Flushing, NY—Senator Toby Ann Stavisky (D-Flushing), Assemblywoman Nily Rozic (D, WF-Fresh Meadows and Chair of the NYPIRG Board of Directors Aileen Sheil joined the Queens College chapter of NYPIRG to praise the slight increase in Tuition Assistance Program (TAP) funding while calling attention to the urgent need for more tuition relief assistance.
The boost in maximum grant level from $5,000 to $5,165 in this year’s budget was the first increase in Tuition Assistance Program (TAP) funding in 14 years.
“TAP was created as a fund for investment in the future of our state,” said Senator Stavisky. “To reaffirm that purpose, it must be updated to meet the needs of a 21st century student. That includes changes so that it can serve the needs of homeless students, the needs of students with dependent children and the needs of graduate students.”
This long overdue increase of 3% is dwarfed by the rocketing cost of college, which has risen nearly 40% for undergraduate tuition, room and board at public institutions and 28% at private institutions between 2000-02 and 2011-12, according to the National Center for Education Statistics.
“There is an urgent need to address the massive debt that’s already crushing our young people. Tying students to a lifetime of financial servitude as a condition of getting an education does not reflect our values,” said Assemblywoman Rozic. “In order to secure our economic future, we need to make quality education more affordable for all.”
Aside from raising the maximum award amount, TAP must also be improved to be more inclusive of all New York students, including those that are undocumented.
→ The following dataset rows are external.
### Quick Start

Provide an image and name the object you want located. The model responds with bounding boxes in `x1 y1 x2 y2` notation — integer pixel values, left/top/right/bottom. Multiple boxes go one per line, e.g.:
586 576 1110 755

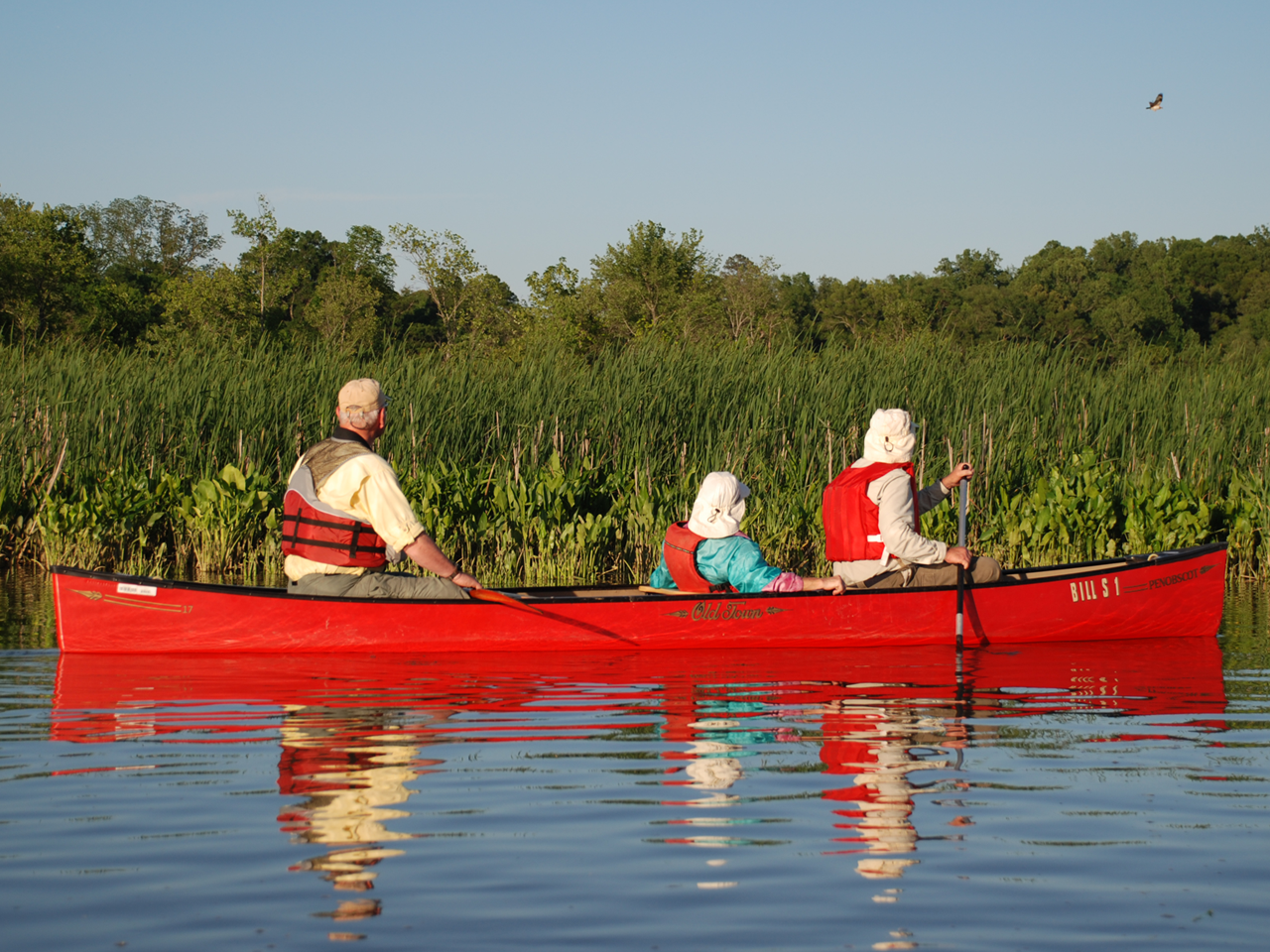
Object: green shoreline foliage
0 332 1270 584
0 184 1270 584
"It is vital that the maximum TAP award be increased to $6,500 and that it is accessible to all students, regardless of documentation. New York State's Tuition Assistance Program should not be another block in the road preventing students from receiving an affordable higher education," said Aileen Sheil, chair of NYPIRG's Board of Directors.
“The Tuition Assistance Program is a vital resource for many New Yorkers attending college. Increasing the maximum reward to $6,500 for all students will provide much-needed financial aid for increasingly expensive tuition. Additionally, the current award schedules for TAP
are obsolete and exclude many individuals who need this assistance, which prevents access to quality education. These reforms would ensure that TAP meets the needs of New York’s students and families,” said Assemblyman Braunstein.